Por Júlia Evangelista Tavares, advogada e associada do IEE
O abuso do poder do Estado pode, muitas vezes, vir disfarçado de boas intenções. É o caso do projeto de lei aprovado no dia 3 de julho, por unanimidade, na Assembleia Legislativa, que proíbe a venda de produtos como balas, pirulitos, refrigerantes e salgadinhos industrializados nas cantinas de escolas públicas e privadas do Estado do Rio Grande do Sul. É elogiável que os agentes públicos se preocupem com a saúde da população, mas suas ações não podem se transformar na intromissão do Estado em atividades econômicas privadas nem interferir na liberdade individual de escolha do cidadão.
Os agentes públicos nunca se cansam de legislar para aumentar suas intervenções sobre as escolhas dos cidadãos e se passar por autoridades preocupadas com o bem-estar deles. Deixam para trás que a liberdade de escolha é condição para a efetividade da democracia liberal, protegida pela Constituição da República. Nisso está incluída a liberdade de escolher o que se quer comprar e comer. Assim como o consumo de balas, pirulitos e refrigerantes, o consumo de carne gorda, sal ou bebidas alcoólicas deve ser decidido pelo indivíduo. Dessa forma, a escolha deve ser sempre feita pelo cidadão, e suas consequências também devem ser suportadas por ele, já que a liberdade pressupõe sempre responsabilidade.
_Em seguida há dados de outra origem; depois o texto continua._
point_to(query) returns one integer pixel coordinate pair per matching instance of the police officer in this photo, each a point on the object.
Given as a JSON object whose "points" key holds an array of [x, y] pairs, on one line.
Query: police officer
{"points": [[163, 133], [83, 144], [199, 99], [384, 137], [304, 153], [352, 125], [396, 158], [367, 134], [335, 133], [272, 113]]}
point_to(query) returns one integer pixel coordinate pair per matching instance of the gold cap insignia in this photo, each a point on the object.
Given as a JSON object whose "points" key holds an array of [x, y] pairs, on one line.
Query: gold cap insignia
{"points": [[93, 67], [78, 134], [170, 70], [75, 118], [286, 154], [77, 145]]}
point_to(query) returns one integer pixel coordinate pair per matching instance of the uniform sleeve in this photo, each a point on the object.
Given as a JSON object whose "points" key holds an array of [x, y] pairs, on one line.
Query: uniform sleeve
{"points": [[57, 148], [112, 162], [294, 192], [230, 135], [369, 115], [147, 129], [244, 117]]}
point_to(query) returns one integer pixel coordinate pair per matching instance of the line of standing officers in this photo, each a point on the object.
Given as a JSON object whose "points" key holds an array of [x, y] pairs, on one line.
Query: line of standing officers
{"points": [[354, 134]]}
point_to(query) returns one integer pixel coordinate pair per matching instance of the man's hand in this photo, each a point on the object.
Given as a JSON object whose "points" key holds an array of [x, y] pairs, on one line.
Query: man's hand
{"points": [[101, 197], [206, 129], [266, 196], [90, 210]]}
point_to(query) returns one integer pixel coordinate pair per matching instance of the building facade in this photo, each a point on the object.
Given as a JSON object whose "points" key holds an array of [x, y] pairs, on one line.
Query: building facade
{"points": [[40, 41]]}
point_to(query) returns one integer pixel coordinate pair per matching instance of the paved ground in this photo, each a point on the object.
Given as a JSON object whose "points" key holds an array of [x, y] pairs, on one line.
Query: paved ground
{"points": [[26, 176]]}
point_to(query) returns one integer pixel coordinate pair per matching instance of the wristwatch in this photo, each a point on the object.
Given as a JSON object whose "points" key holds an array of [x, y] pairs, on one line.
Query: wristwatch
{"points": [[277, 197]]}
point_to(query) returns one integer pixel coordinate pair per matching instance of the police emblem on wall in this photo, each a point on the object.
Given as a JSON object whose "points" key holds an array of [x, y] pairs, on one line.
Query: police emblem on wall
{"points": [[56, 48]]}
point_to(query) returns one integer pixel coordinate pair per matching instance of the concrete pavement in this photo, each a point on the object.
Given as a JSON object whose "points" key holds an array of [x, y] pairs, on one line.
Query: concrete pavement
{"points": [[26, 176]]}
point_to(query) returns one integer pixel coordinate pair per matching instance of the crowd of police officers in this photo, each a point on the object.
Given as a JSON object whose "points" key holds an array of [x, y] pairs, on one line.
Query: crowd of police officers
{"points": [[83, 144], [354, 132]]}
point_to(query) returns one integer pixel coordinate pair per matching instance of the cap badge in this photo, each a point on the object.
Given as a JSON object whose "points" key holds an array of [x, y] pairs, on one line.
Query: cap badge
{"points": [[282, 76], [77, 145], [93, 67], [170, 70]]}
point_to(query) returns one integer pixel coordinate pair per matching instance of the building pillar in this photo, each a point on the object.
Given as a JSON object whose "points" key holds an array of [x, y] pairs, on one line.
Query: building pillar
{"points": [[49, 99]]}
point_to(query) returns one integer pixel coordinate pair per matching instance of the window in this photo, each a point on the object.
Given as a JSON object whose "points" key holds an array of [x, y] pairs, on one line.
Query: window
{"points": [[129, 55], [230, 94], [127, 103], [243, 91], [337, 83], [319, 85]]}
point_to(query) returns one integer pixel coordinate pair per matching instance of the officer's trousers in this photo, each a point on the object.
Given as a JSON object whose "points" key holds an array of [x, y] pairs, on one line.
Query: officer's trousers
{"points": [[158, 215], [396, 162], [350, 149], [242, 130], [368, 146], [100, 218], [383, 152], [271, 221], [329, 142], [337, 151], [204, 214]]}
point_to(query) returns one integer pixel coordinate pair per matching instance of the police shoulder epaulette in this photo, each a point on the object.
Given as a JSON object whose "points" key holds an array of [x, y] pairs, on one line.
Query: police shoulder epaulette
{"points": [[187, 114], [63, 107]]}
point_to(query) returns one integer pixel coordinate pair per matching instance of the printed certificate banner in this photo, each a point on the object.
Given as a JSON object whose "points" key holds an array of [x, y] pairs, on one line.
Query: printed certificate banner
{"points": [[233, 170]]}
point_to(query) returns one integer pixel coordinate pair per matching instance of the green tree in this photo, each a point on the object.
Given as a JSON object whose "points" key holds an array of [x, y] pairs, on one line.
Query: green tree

Afinal, como, então, uma nação pode se considerar livre se o seu cidadão perde o poder de escolha com cada decisão tomada pelo governo? O Estado interfere muito na vida do indivíduo e, como não conhece limites ao seu poder de interferência, torna-se inviável, para qualquer sociedade, conviver com leis autoritárias sem que a consequência seja que esse controle se estenda sobre as decisões mais pessoais de cada cidadão, como o que se pode comprar, consumir ou vestir.
Nesse contexto, projetos como esses caminham na contramão das liberdades individuais, sendo flagrantemente inconstitucionais. Escolher o que se quer comer é um ato de liberdade individual, protegido pela Constituição da República. Como qualquer restrição à liberdade individual, não se trata de problema único e exclusivo das crianças, que terão menos opções para se alimentar durante as aulas, mas sim de toda a sociedade, que se vê tolhida em seu exercício de livre-arbítrio e na sua capacidade de escolha.
No Brasil não existe bom senso da classe política sobre o que é ou não é se intrometer na vida dos cidadãos. Esquecem que as sociedades livres devem prezar sempre pela liberdade de escolha. Proibir o consumo de refrigerantes, balas e doces em escolas, ou até proibir o uso de sal em cima das mesas de restaurantes, como em um passado próximo, pode parecer uma ação cuidadosa dos políticos com a população. Mas não se pode mutilar o conceito de liberdade e definir quais dos pedaços pode continuar a existir. Como dizia o vencedor do prêmio Nobel de Economia Friedrich Hayek: "Caminha-se em direção à liberdade ou à servidão".